4.2. Practical applications

This FIR technology is intended to be used in sport practice or recovery. Considering our experimental design, it seems that FIR arm cuffs would be ineffective at inducing any vascular benefits if they were worn for 40 min before sport practice and during the recovery period when hemodynamics are stable. However, it is important to note that our study was conducted in the supine resting position, which is unlike sport situations or the acute sport recovery period. Thus, it may be important to confirm the lack of differences under more ecologically relevant recovery and sport routines in the field.

5. Conclusion

This study found that FIR arm garments do not alter brachial artery diameter, blood flow, CR-PWV, tHb, HHb, and O₂Hb when applied for 40 min, despite an increased temperature under garment, which was not different between conditions. Therefore, under the conditions of our study (i.e., resting condition, young male recreational sport practitioners), the FIR arm cuff is not likely effective at enhancing micro and macrovascular function. Further investigations are required to assess the FIR effects on vascular and skin vascular functions, notably with longer time exposures and under different conditions (i.e., electric emitter, garments, temperature, exercise) using well-controlled designs that incorporate ·NO measurements and functional measurements of the macro- and microvasculature.

Authors’ contributions

MC designed the study, recruited the participants, collected the data, performed the statistical analysis, interpreted the data, and drafted the manuscript; MR and AFG interpreted the data and critically revised the manuscript; LM coordinated the research, designed the study, interpreted the data, and critically revised the manuscript. All authors have read and approved the final version of the manuscript, and agree with the order of presentation of the authors.

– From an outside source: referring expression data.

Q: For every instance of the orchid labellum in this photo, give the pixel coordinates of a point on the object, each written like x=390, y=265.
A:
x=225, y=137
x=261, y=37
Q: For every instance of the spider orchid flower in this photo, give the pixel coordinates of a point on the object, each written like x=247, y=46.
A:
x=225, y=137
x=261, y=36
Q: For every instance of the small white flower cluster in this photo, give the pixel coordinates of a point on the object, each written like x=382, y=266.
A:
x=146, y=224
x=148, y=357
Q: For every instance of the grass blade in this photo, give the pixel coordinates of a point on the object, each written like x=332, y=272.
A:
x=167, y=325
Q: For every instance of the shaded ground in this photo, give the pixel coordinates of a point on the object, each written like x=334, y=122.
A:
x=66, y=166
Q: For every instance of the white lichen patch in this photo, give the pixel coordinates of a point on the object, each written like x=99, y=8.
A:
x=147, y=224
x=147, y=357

Declaration of competing interest

MC received a research grant from FIR arm cuff manufacturer Stimcare (Dieulefit, France), as part of his “Convention industrielle de formation par la recherche (CIFRE)” thesis work. AFG and LM are supervising the project but do not directly receive any funding. However, EPSI (Besançon, France), represented by LM, bought the pressure sensor with a part of the research grant. MR was externally sourced to critically revise the manuscript. Stimcare had no input into the study design, the collection and analysis of data, the writing of the manuscript, or the decision to submit the article for publication. None of the authors has any financial or other interest in the production and/or distribution of Stimcare products. The authors declare that they have no other competing interests.

Acknowledgment

The authors acknowledge all the participants.